His argument (though not quite in these words) was that I would have to write about them anyway as the main club, so why should they waste a free permit on the likes of me? So I continue to act as the club's publicity officer, though I'm not allowed to go on to their waters. However, because I'm petty and vindictive, I now take every opportunity to criticise them when they do something stupid (which is actually quite often). And I still haven't got a free permit.

This week, however, my faith in the milk of human kindness was repaid when I received a free permit from Wellingborough and District Nene Angling Club. Accompanying the club book was a delightful note from the secretary, Richard Blenkharn, saying: "Please come and enjoy our waters or come on a club match."

The club has stretches of the river Nene (locals pronounce it Nen), the Ouse and several lakes. Better still, Wellingborough is only 30 minutes' drive away. I haven't fished any of the waters but I am sure they are all excellent. There! Who said journalists were unbribable?

I have only one pootling worry. A story in this week's Angler's Mail reveals the activities of David Payne, a professional fruitcake. Almost every water has been frozen solid over the past couple of weeks but this has not deterred Payne.

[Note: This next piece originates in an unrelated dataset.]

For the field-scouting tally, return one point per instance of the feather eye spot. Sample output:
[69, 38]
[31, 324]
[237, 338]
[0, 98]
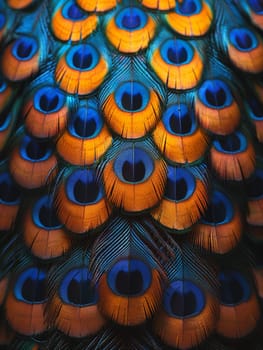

The photographer donned a wetsuit and smashed more than six inches of ice so he could take pictures with an underwater camera. If it had been for a client, or to snap fishy behaviour in low temperatures, you could have understood. But he did it so he will know the best spots to fish.

Alas, his whacko scheme has so far been unsuccessful. Visibility was very low and he could see only for a few feet. He spotted just a couple of perch and a tench, which are probably still dining out on the story. Payne, however, hasn't finished. He has only covered about 25 per cent of the lake, so there's still three-quarters to go. It probably hasn't struck him that most fish, on seeing something black and six feet long, would probably swim as far away from that particular spot as possible.

You may wonder what possible relevance this has to my new permit. It's just that Payne comes from Kettering, a town within spitting distance of (you've guessed it) Wellingborough.

I'm not sure what I would say if a diver surfaced where I was fishing and said: "Sorry, but I was just looking for fish." Probably something like that Reading club chairman said to me.